Alright, I’ll see you in four weeks then, right?
Christina Mohr

What might seem fairly surprising upon listening to the record for the first time is that even though you may have thought yourself to be quite knowledgeable when it comes to Tracey Thorn’s work, you might also have to come to realise that you find yourself unfamiliar with a lot of the songs on this compilation – much like I had to. This may be due to the fact that some of the songs chosen for this record are perceived as rather unobtrusive when considered in their original context of each respective album. As it turns out now, to do so was/is rather foolish. It is quite possible that the individual pieces only reach their full potential and a new level of quality, when they are being considered within the context of Tracey Thorn’s musical biography. The individual pieces interact and influence each other so to speak, hence forming a new entity of outstanding brilliance.

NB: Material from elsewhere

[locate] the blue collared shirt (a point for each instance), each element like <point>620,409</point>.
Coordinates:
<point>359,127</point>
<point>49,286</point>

The album’s not being structured in a linear or chronological fashion, helps create the impression that Thorn’s work has not yet come to a conclusive end. This compilation underlines the procedural character of her work, which is why the actual term of the “oeuvre” does not seem to make much sense in this particular case as the term seems too much rooted in the sense of completion. Above all Thorn’s collaborations with other artists (Style Council and Working Week on CD 1) respectively the remixes of her songs by other artists (e.g. Ada, Morgan Geist or Hot Chip on CD 2) demonstrate Thorn’s tendency to seek creative interaction and discourse, underlining her being open to the influence of fellow artists when it comes to her own creative process.

The first CD sports rather “classic” song writing in comparison to the second one that comes across fairly “electronic”,. Thorn’s tracks appear very accessible and are sparingly orchestrated. Reminiscences of folk pop are ubiquitous. This sense of musical reduction may well be connected to the fact that the space in which the lyrics are unfolding is supposed to not be dominated too much by music. Thorn’s lyrics have always been of a certain literary quality, which however, to a certain degree has remained intangible. The world Thorn describes in her songs is permeated by bits and pieces of real life, which is achieved and illustrated by her reference to places that have been borrowed from reality (“Kentish Town”, “By Piccadilly Station I Sat Down And Wept”). It is through that that Thorn creates a pleasant sense of familiarity – you can easily lose yourself in the world that she creates and feel at home for a little while, you do however not get the sense that you are now obliged to stay there forever. Another aspect when it comes to her lyrics is the manner in which the potential for transgression and transcendence, for loss of control, is inherent and at times imminent, but then eventually is not implemented (maybe because the protagonists of the songs exercise too much self-control after all).

Tracey Thorn creates music that outlines melodrama without yielding to it fully. It may well be that after all it is a sort of equilibrium that is being aspired to. Somehow there was something distinctly therapeutic about this for me.